Of course, no one spoke this time. And Rafe’s uncle beamed with delight and satisfaction as he drew in his breath to continue once again.
‘In that case—’
‘I do!’
The voice came so suddenly and unexpectedly that for a moment Amber was confused. They were the words she was expecting to hear—when she and Rafe made their vows—but not yet, not before they had been asked…
Had Rafe been so nervous, in so much of a rush that he had jumped the gun, plunging in to say the words that everyone knew were coming? Surely not now, not yet. Not without the prompt from the cleric first.
‘Wait…’ she began to whisper.
At least, she opened her mouth to try to say it. But then she realised that the words had come from behind, and not beside her, And there was something dreadful about the stillness that had fallen over the entire church, about the way that there had been one sudden murmur of shock, abruptly choked off and leaving instead an appalled silence that reverberated inside her head like the after-effects of a vicious blow to her skull.
‘I do,’ the voice said again and there was no mistaking it this time. This time she caught the soft lilt of a musical accent that should have made the words sound beautiful, soft, enticing.
Instead they made her shiver with the ice-cold, soul-deep dread that came with recognition of that voice.

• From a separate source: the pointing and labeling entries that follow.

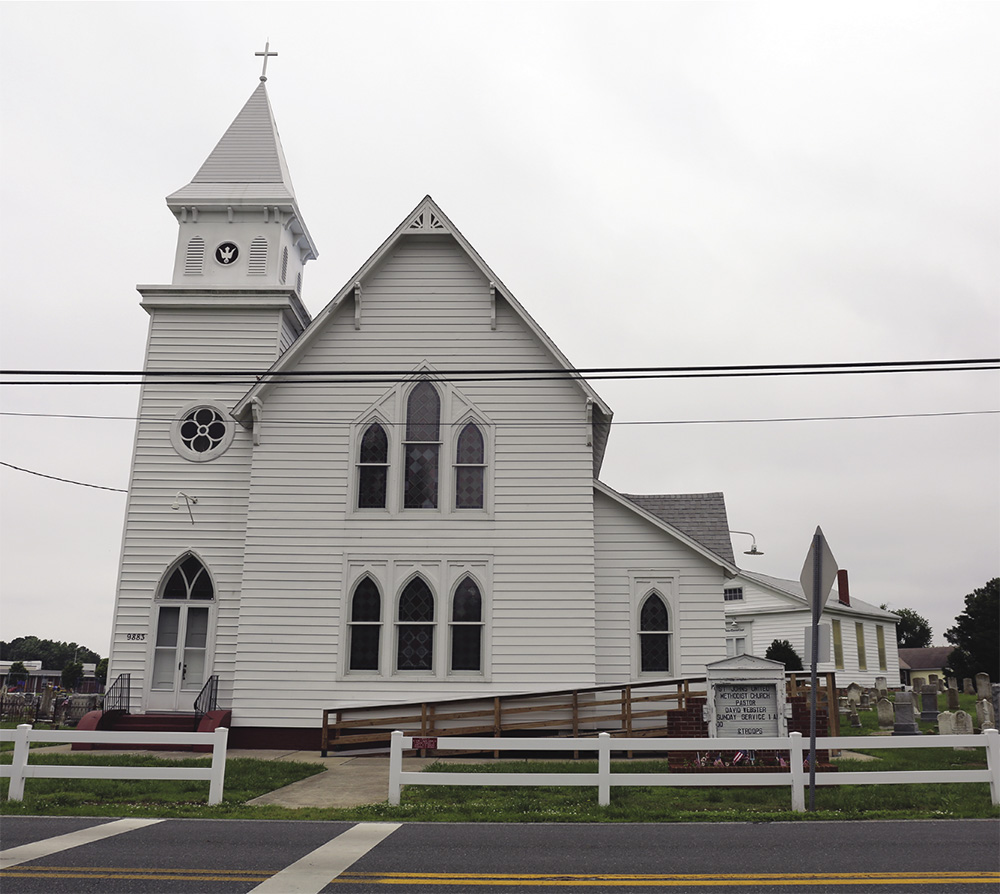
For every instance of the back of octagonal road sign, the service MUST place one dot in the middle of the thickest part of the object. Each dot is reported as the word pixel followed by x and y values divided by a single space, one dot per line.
pixel 817 590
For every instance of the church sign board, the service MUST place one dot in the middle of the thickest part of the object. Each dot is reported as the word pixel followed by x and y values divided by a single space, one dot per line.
pixel 746 698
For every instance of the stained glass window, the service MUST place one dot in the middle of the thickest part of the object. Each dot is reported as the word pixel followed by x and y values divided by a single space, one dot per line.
pixel 366 614
pixel 467 627
pixel 202 430
pixel 373 468
pixel 415 627
pixel 189 580
pixel 423 447
pixel 470 468
pixel 654 636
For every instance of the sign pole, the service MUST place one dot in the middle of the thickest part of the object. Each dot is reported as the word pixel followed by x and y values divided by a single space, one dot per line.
pixel 818 574
pixel 813 676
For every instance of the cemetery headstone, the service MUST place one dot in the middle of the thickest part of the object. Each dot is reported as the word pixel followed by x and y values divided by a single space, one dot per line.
pixel 963 724
pixel 983 686
pixel 886 716
pixel 984 714
pixel 928 703
pixel 905 725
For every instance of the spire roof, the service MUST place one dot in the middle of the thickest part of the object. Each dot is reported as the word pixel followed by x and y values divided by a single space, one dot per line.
pixel 248 163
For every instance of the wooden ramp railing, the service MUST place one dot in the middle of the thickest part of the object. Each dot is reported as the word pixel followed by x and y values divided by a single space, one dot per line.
pixel 632 709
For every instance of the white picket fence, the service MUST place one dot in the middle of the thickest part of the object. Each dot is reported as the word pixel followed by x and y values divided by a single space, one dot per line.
pixel 797 777
pixel 20 769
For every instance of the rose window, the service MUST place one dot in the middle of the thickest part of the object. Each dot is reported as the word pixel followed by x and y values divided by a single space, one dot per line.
pixel 202 430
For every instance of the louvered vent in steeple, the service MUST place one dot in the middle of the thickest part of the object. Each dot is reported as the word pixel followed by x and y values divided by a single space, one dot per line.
pixel 194 260
pixel 426 220
pixel 258 256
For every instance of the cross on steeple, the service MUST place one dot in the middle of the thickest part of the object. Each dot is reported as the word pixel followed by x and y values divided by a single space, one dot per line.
pixel 265 54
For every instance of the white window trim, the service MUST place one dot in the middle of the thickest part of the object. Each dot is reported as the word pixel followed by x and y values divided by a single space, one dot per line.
pixel 391 575
pixel 190 455
pixel 641 584
pixel 390 412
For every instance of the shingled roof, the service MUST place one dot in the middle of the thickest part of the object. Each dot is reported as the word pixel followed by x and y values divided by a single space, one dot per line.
pixel 701 516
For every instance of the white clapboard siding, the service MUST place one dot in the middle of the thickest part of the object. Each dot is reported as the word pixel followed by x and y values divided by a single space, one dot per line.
pixel 628 545
pixel 155 535
pixel 425 304
pixel 767 616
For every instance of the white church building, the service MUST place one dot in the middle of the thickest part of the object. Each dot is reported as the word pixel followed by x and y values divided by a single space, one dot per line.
pixel 372 506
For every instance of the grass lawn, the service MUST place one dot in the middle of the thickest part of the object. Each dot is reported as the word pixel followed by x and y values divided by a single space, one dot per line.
pixel 246 779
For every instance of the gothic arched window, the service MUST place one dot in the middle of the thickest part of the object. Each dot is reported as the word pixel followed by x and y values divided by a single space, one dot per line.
pixel 415 627
pixel 654 635
pixel 422 447
pixel 470 468
pixel 365 625
pixel 467 627
pixel 373 468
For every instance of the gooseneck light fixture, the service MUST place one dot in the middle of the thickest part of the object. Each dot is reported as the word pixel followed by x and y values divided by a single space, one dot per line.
pixel 753 551
pixel 188 500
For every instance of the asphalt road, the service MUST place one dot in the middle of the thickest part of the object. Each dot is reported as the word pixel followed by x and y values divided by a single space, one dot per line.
pixel 62 854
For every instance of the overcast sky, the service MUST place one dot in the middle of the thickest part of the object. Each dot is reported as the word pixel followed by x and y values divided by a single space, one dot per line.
pixel 658 184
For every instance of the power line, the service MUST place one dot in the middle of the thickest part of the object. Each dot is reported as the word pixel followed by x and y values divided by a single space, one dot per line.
pixel 64 480
pixel 328 376
pixel 614 423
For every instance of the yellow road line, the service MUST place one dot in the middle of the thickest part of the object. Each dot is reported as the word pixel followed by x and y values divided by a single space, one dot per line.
pixel 666 881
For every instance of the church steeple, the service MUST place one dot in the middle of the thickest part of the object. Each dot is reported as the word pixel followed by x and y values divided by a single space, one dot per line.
pixel 240 224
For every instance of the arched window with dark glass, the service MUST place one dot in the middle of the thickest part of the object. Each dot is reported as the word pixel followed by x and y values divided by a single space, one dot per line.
pixel 373 468
pixel 422 447
pixel 415 627
pixel 654 635
pixel 470 468
pixel 189 580
pixel 365 625
pixel 467 627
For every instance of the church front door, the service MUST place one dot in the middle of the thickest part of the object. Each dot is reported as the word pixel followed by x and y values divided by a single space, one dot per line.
pixel 180 657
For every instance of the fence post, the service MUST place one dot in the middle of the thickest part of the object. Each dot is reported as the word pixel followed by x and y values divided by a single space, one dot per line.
pixel 20 760
pixel 796 758
pixel 604 769
pixel 221 736
pixel 992 762
pixel 395 766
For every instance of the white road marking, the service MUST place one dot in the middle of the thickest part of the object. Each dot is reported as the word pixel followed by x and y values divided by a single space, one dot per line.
pixel 48 846
pixel 317 869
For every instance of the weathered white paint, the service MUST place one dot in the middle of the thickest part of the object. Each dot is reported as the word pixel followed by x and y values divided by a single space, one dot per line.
pixel 768 613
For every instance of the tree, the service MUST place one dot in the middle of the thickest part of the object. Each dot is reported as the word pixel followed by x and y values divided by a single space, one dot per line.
pixel 912 630
pixel 976 634
pixel 782 650
pixel 53 655
pixel 71 675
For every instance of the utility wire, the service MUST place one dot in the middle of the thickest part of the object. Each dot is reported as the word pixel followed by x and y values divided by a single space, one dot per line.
pixel 220 377
pixel 614 423
pixel 64 480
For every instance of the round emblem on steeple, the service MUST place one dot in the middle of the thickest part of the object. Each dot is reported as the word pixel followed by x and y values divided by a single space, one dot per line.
pixel 227 253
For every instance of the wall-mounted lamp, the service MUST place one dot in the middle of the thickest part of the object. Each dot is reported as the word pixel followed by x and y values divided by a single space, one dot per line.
pixel 187 501
pixel 753 551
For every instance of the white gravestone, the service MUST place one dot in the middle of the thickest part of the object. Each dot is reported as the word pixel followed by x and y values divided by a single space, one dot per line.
pixel 746 698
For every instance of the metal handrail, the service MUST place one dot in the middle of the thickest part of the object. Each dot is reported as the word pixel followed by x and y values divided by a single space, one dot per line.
pixel 118 696
pixel 208 698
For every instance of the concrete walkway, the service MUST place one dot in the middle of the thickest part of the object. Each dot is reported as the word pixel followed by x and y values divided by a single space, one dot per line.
pixel 345 781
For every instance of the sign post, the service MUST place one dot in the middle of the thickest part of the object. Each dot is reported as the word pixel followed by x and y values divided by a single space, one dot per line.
pixel 818 574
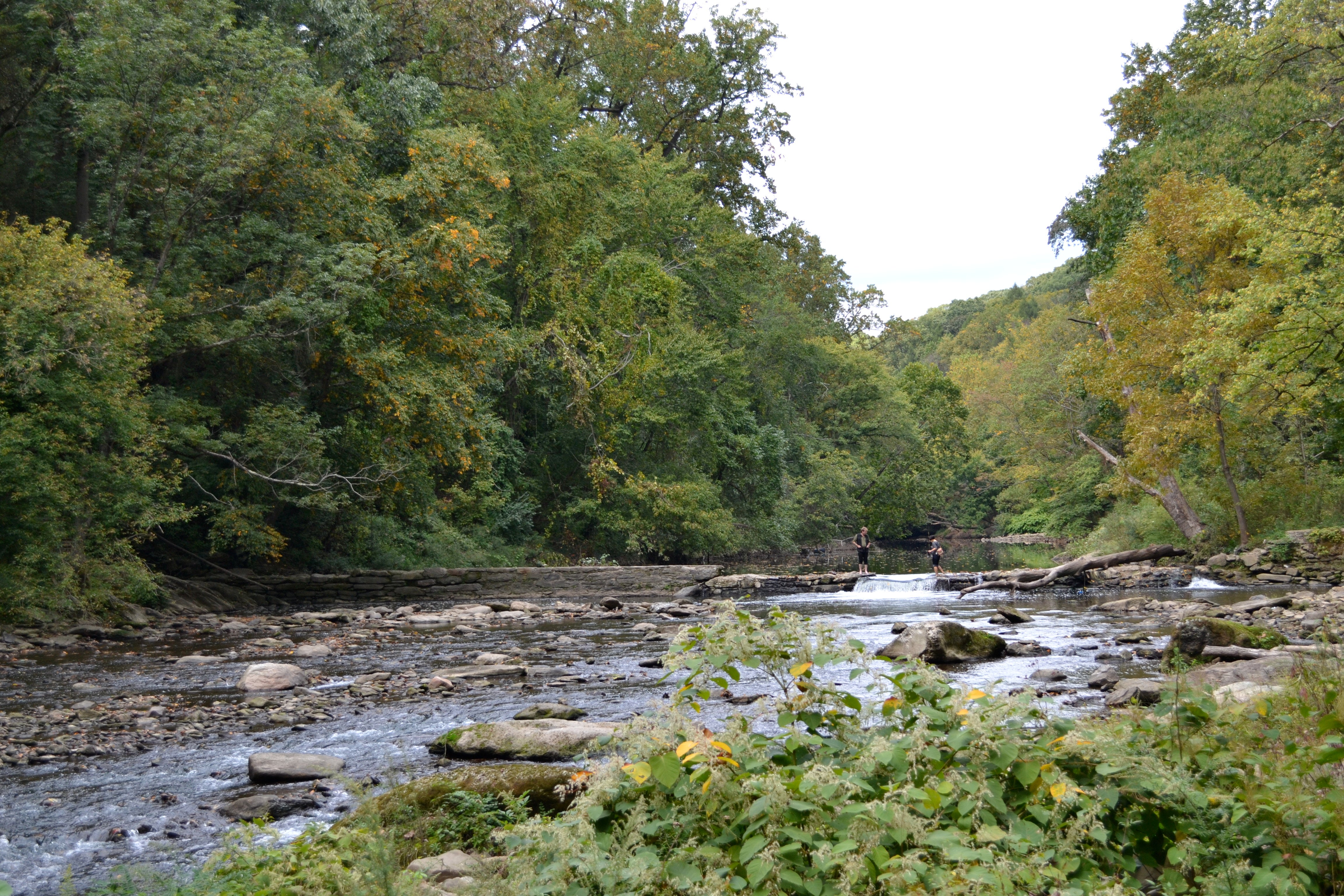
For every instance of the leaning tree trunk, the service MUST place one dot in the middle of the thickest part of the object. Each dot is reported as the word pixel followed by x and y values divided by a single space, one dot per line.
pixel 1167 492
pixel 1033 580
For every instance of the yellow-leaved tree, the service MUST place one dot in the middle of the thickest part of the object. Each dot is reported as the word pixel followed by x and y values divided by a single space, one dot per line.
pixel 1155 314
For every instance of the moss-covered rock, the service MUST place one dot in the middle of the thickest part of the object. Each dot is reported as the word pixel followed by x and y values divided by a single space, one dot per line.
pixel 536 739
pixel 1206 632
pixel 944 643
pixel 499 780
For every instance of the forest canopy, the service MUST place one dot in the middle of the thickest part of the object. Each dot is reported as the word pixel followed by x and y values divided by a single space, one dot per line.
pixel 479 281
pixel 331 285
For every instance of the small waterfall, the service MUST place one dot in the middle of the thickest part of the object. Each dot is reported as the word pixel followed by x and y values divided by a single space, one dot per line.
pixel 908 582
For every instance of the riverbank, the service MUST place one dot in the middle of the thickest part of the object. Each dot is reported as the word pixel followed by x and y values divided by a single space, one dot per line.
pixel 372 700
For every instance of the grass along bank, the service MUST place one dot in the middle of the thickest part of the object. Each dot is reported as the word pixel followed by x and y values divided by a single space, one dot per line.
pixel 905 785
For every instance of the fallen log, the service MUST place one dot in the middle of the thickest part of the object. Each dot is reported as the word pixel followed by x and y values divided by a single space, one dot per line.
pixel 1031 580
pixel 1234 653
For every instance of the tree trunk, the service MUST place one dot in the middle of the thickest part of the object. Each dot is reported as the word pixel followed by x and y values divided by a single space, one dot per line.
pixel 81 190
pixel 1031 580
pixel 1228 471
pixel 1167 492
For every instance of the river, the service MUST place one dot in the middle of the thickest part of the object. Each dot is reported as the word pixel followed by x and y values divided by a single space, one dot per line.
pixel 57 817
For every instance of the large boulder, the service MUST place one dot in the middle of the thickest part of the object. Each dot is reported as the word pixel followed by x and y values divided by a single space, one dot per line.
pixel 1263 671
pixel 456 864
pixel 1197 633
pixel 552 788
pixel 1146 691
pixel 944 641
pixel 267 806
pixel 272 676
pixel 288 768
pixel 537 739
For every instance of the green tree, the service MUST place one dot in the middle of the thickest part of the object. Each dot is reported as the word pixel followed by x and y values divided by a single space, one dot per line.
pixel 83 472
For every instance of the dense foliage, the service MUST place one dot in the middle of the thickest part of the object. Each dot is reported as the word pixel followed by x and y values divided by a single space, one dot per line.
pixel 461 283
pixel 1198 339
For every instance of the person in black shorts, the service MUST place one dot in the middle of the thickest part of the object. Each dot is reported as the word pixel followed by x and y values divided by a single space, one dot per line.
pixel 936 555
pixel 862 543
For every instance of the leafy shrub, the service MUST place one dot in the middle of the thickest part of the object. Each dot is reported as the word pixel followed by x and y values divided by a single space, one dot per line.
pixel 924 788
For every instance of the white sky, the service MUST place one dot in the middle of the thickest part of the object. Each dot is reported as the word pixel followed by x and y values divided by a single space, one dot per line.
pixel 935 143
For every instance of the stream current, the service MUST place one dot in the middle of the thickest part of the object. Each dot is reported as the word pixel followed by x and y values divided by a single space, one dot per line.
pixel 56 819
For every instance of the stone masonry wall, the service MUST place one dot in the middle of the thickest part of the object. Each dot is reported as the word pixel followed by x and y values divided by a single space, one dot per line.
pixel 660 582
pixel 1301 557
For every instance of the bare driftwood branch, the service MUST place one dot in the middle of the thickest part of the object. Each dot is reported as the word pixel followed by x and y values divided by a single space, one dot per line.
pixel 327 483
pixel 1031 580
pixel 1167 492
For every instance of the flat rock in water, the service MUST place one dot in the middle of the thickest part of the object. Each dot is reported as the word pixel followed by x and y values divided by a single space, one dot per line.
pixel 290 768
pixel 265 806
pixel 272 676
pixel 537 739
pixel 944 641
pixel 546 786
pixel 1245 692
pixel 1263 671
pixel 550 711
pixel 479 672
pixel 1104 679
pixel 1146 691
pixel 197 660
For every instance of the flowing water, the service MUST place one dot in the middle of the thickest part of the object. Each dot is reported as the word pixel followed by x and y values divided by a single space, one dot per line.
pixel 56 819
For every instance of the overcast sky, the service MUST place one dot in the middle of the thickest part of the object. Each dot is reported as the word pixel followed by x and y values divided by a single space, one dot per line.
pixel 935 143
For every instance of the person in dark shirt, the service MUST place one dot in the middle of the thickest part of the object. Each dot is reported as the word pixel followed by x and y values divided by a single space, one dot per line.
pixel 936 555
pixel 862 543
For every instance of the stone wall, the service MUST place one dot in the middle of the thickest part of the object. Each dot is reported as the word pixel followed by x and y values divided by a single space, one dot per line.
pixel 1303 557
pixel 437 584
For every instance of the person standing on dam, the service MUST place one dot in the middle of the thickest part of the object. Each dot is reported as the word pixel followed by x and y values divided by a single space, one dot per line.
pixel 936 555
pixel 863 543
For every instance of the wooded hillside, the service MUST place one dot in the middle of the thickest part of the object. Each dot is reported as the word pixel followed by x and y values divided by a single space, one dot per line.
pixel 401 285
pixel 502 281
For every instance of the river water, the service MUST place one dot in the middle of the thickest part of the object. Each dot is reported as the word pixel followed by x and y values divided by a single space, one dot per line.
pixel 56 819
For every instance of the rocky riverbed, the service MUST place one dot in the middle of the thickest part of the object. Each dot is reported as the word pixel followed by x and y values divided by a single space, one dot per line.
pixel 122 746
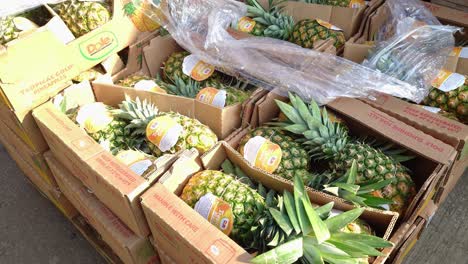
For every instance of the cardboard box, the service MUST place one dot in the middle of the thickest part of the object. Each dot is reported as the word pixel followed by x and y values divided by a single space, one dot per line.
pixel 114 183
pixel 449 131
pixel 362 119
pixel 52 193
pixel 29 78
pixel 128 246
pixel 34 159
pixel 148 60
pixel 176 227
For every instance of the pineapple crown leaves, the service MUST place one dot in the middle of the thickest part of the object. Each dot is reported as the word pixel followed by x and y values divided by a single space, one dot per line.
pixel 278 25
pixel 138 113
pixel 358 194
pixel 314 236
pixel 188 89
pixel 324 138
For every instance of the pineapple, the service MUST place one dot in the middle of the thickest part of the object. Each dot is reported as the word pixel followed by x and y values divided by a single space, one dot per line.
pixel 295 160
pixel 152 85
pixel 82 17
pixel 304 33
pixel 11 27
pixel 330 141
pixel 104 127
pixel 140 113
pixel 189 88
pixel 455 101
pixel 264 221
pixel 172 67
pixel 246 203
pixel 342 3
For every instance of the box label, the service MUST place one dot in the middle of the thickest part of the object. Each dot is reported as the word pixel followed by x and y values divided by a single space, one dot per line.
pixel 263 153
pixel 447 81
pixel 212 96
pixel 216 211
pixel 99 46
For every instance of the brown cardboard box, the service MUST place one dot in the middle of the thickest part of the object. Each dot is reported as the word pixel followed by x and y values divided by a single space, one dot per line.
pixel 347 19
pixel 451 132
pixel 112 182
pixel 128 246
pixel 25 127
pixel 29 78
pixel 50 192
pixel 33 158
pixel 365 120
pixel 178 228
pixel 221 120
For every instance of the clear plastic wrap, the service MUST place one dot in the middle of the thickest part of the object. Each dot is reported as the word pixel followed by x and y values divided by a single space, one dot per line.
pixel 201 27
pixel 413 46
pixel 8 8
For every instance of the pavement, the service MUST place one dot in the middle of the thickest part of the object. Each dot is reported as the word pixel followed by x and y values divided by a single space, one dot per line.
pixel 32 230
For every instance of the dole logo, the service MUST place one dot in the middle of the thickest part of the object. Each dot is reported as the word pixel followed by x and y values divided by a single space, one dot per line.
pixel 99 46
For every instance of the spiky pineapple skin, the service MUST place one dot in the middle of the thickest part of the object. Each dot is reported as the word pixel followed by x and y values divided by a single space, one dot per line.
pixel 374 164
pixel 194 135
pixel 294 160
pixel 173 66
pixel 8 30
pixel 82 17
pixel 133 79
pixel 307 32
pixel 245 202
pixel 455 101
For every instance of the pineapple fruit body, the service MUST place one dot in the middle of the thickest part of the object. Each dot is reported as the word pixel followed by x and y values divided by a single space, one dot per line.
pixel 82 17
pixel 455 101
pixel 194 135
pixel 294 161
pixel 8 30
pixel 245 202
pixel 329 141
pixel 374 164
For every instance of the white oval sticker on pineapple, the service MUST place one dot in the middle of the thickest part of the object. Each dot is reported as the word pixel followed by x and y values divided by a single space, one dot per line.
pixel 196 68
pixel 216 211
pixel 263 154
pixel 212 96
pixel 328 25
pixel 431 109
pixel 447 81
pixel 164 132
pixel 245 24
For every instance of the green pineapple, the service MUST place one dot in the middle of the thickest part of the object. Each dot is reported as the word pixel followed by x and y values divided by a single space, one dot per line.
pixel 189 88
pixel 305 33
pixel 12 26
pixel 82 17
pixel 454 102
pixel 330 141
pixel 140 113
pixel 294 161
pixel 103 126
pixel 265 222
pixel 172 67
pixel 153 85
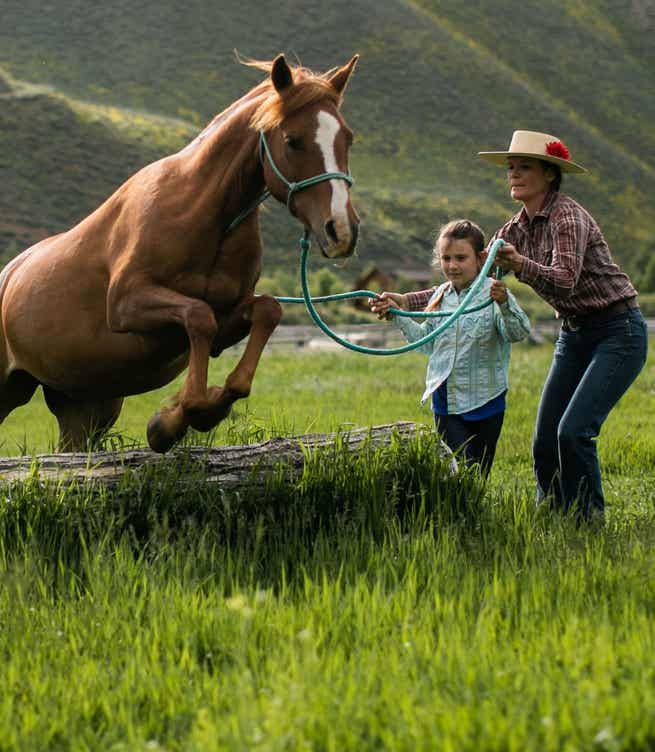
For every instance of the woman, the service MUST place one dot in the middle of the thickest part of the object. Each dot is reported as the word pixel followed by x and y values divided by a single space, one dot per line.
pixel 554 245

The voice she had once loved to hear whisper her name or tease her softly.
The voice that could only belong to one man and he was the man she hoped she would never meet again. The man she most dreaded seeing in the entire world.
‘What—?’ Rafe seemed to have jolted out of his inexplicable trance, some of the tension leaving his body as he jerked his head around to see who had spoken. ‘What are you—?’
But the man behind them didn’t let him finish. Instead he interrupted Rafe, lifting his voice slightly and speaking in a harsh and dangerous tone that defied anyone to try to stop him.
‘I do,’ he said again, just to emphasise the fact. ‘I know of a reason why these two should not be joined together in holy matrimony. Don’t I, Amber?’
And it was that use of her name, the icy cruelty in it, the savage edge to the syllables that turned it into an accusation, a warning and a threat all in one that left her with no place to go; nowhere to hide. The only thing she could do was to face her tormentor head-on.
Look him straight in the face.
It took all the strength she possessed. Trembling, shivering, nausea churning deep in her stomach, she forced herself to turn, green eyes blurring badly as she tried to focus them on him.
He was bigger than she remembered. Bigger and darker and far, far more devastating.
Or was that just the way that he seemed to be in contrast to the mellow stone and wood of the interior of the church, the pale colours of the flowers? He was dressed in superbly tailored black from head to foot, shirt, jacket, trousers, black boots on the feet that were planted so firmly on the stone flags that lined the aisle. With his jet-black hair and gleaming bronze eyes he looked like nothing so much as the devil himself come to earth—and come to torment her.
‘Amber?’ he prompted harshly when she could only stand and stare, eyes wide, her trembling hands half-raised towards her mouth, not having the strength to complete the move.